Deretan dugaan pelanggarannya tidak tanggung-tanggung:
penggelapan dana perusahaan, pemakaian data karyawan tanpa izin, penelantaran pekerja, keterlambatan gaji, hingga kelalaian menangani kecelakaan kerja.
Semua dugaan ini mengerucut setelah laporan resmi masuk ke Polres Bintan pada 29 Oktober. Namun anehnya, proses penyelidikan mandek karena yang bersangkutan tiba-tiba sudah dideportasi.
Karier Misterius: Dari Pekerja Biasa, Tiba-Tiba Jadi Direktur Perusahaan Rival?
Jejak perjalanan Ghuanghao semakin menggelitik. Dari informasi yang dihimpun, ia awalnya hanya pekerja di PT Sutong Global Engineer (SGE). Namun, tidak lama kemudian, ia mendirikan PT KJB, yang disebut-sebut menggunakan data karyawan SGE tanpa izin.
Jika benar demikian, berarti ada dugaan kuat bahwa perusahaan dibangun di atas data palsu, manipulasi administrasi, dan permainan kotor.
Kerugian yang ditinggalkan?
Diperkirakan mencapai ± Rp 1 miliar, termasuk pajak yang mangkrak.
Drama Besar: Deportasi atau “Cuti Bodong”? Mengapa Versinya Bertentangan?
Kisah ini semakin panas ketika muncul dua versi tentang status kepergian sang direktur:
• Versi lapangan:
Ghuanghao dideportasi pada 4 November 2025 karena diduga menyalahi izin tinggal.
• Versi Ghuanghao:
Ia dengan santai mengaku tidak dideportasi, tidak di–blacklist, hanya cuti.
Dua versi yang saling bertolak belakang ini memantik kecurigaan besar:
Siapa yang sebenarnya berbohong?
Ataukah ada pihak yang sengaja “membersihkan jejak” sang direktur?
Di tengah kekacauan ini, karyawan PT KJB melakukan demo besar-besaran karena takut gaji mereka hilang bersama bos mereka yang “menghilang”.
Sorotan Makin Panas: PT BAI Diminta Tidak Tutup Mata
Sebagai perusahaan induk proyek, PT Bintan Alumina Indonesia (BAI) kini ikut terseret sorotan.

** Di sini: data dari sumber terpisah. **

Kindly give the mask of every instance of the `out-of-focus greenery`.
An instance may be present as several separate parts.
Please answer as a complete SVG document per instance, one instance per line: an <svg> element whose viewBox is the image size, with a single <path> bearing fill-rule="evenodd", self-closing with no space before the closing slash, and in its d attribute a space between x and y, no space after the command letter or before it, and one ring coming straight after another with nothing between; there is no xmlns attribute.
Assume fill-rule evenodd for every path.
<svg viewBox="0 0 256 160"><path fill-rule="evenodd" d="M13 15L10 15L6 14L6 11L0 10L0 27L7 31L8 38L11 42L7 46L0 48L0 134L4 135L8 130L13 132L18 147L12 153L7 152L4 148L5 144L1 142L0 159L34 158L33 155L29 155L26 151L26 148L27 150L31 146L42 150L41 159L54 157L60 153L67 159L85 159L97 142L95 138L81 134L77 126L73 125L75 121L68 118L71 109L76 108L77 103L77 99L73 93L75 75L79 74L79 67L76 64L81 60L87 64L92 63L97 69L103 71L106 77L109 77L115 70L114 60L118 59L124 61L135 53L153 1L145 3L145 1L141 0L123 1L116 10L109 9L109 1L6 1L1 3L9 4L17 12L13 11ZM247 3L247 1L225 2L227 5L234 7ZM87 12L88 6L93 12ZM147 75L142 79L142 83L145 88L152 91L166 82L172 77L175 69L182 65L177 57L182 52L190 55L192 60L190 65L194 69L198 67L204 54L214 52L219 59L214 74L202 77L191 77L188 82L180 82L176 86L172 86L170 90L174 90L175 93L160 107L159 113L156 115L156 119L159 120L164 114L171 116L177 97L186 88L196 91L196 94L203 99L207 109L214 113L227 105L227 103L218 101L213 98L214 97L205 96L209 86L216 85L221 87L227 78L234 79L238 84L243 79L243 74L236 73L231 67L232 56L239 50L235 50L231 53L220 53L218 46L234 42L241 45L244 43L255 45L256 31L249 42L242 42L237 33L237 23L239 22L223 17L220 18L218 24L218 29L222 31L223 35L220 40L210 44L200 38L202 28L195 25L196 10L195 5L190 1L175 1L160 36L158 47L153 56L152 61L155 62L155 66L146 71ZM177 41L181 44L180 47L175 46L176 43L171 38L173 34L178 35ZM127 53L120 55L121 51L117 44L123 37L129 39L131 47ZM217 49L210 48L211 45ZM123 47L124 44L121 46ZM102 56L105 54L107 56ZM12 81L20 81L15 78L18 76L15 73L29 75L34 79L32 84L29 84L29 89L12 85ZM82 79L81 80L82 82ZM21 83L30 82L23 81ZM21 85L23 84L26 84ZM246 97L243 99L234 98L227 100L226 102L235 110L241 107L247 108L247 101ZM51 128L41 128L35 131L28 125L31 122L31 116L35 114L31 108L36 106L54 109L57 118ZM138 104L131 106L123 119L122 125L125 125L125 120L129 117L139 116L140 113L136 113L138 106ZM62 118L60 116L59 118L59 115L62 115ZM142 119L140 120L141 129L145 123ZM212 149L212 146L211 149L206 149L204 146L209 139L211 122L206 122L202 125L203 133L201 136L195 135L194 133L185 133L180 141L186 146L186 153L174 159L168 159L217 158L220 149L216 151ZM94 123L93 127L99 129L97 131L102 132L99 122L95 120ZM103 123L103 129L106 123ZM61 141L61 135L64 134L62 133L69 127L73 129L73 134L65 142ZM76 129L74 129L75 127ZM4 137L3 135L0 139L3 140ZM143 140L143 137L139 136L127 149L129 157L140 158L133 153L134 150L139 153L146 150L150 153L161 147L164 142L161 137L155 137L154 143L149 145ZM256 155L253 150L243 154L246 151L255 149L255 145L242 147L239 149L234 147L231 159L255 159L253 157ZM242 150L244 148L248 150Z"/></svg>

Publik menuntut BAI untuk tidak sembarang menerima subcon yang rekam jejaknya kabur dan rawan melakukan pelanggaran.
Apalagi jika perusahaan subcon:
menelantarkan pekerja,
mengabaikan kecelakaan kerja,
atau memanipulasi data dan perizinan.
Negligensi seperti ini dapat dianggap pembiaran sistemik.
Pertanyaan Paling Ekstrem: Bagaimana TKA Bisa Dirikan PT Tanpa Modal? Siapa yang Buka Jalan?

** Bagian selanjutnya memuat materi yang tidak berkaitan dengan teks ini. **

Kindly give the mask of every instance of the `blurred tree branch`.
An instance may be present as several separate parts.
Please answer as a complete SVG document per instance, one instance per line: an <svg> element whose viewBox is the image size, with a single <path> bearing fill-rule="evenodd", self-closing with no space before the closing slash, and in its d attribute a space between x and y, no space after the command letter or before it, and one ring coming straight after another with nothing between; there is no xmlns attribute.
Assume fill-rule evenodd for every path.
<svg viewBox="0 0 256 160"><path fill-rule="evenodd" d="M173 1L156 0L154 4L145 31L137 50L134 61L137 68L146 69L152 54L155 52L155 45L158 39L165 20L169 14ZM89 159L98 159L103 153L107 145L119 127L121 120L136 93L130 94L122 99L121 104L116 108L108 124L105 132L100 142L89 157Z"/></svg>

Bagian yang paling memukul logika publik ialah dugaan bahwa seorang TKA dapat mendirikan PT di Indonesia tanpa membawa modal sebagaimana diwajibkan untuk PMA.
Ini memunculkan pertanyaan tajam:
Apa benar pengawasan selemah itu?
Atau ada “tangan-tangan gelap” yang membuka pintu dan merapikan semua jalan?

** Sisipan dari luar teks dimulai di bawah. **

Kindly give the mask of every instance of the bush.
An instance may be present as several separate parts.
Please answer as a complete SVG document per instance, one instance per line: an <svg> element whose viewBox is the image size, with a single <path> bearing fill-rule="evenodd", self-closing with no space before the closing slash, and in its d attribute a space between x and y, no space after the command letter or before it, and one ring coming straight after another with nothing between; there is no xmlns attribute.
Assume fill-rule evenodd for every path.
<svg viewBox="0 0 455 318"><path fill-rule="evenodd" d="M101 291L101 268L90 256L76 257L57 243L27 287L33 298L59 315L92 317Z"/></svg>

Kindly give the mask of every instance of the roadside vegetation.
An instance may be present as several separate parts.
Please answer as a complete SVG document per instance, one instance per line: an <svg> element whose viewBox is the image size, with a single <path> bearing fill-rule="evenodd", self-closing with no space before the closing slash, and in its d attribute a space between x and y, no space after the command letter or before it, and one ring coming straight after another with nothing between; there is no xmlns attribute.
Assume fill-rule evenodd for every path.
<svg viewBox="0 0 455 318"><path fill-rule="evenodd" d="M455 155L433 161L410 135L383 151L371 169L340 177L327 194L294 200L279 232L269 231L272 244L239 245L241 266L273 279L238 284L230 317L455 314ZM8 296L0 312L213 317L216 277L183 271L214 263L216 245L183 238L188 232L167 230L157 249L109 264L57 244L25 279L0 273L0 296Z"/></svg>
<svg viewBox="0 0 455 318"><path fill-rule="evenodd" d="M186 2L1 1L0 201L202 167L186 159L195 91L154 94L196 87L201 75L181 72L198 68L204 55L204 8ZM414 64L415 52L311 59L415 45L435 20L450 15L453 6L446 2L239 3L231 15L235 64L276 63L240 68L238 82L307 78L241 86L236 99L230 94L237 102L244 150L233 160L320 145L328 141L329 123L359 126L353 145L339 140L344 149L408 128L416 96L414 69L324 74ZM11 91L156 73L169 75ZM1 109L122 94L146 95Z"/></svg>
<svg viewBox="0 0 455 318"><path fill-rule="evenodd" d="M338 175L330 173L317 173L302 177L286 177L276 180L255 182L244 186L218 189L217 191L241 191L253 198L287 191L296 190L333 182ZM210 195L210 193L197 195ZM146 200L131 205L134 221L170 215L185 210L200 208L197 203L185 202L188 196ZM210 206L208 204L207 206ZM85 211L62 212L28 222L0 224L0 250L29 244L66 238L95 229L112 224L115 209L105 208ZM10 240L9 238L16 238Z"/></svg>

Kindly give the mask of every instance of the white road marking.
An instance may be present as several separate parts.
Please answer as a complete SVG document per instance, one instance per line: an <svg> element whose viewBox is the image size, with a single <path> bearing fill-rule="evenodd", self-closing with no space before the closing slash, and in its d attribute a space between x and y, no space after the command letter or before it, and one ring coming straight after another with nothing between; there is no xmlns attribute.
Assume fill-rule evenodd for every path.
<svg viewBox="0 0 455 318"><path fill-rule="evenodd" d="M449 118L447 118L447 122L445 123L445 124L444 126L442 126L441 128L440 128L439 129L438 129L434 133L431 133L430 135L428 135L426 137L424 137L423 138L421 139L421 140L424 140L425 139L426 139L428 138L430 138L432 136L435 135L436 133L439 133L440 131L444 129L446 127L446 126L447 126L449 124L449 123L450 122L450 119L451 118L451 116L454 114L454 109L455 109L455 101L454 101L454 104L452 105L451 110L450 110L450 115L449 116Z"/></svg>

Jika ini benar terjadi, maka bukan hanya pekerja dan perusahaan lokal yang dirugikan—negara pun ikut dipermainkan.
Administrasi Diduga Disulap, Pihak Lokal Jadi Korban Besar
PT SGE, tempat Ghuanghao bekerja sebelumnya, disebut sebagai pihak yang paling babak belur. Mereka tidak hanya rugi secara finansial, tetapi juga harus menanggung dampak administratif akibat dugaan penyimpangan yang dilakukan oleh eks pekerjanya sendiri.
Aparat Diuji: Publik Tidak Butuh Janji, Publik Butuh Aksi
Kasus ini menjadi ujian besar bagi institusi:
Polres Bintan, Imigrasi, Disnaker, hingga manajemen PT BAI.
Publik menuntut langkah konkret, bukan sekadar klarifikasi basa-basi.
Jika kasus ini berlalu begitu saja, maka sinyal yang muncul sangat jelas dan sangat berbahaya:
bahwa negeri ini mudah dipermainkan oleh TKA nakal dan celah hukum bisa dibeli.
Hingga berita ini diunggah, redaksi masih menanti pernyataan resmi dari pihak terkait.
Sementara itu, skandal ini telah menjadi perbincangan panas di lapangan—dan diyakini, ini baru permukaan dari persoalan yang jauh lebih gelap.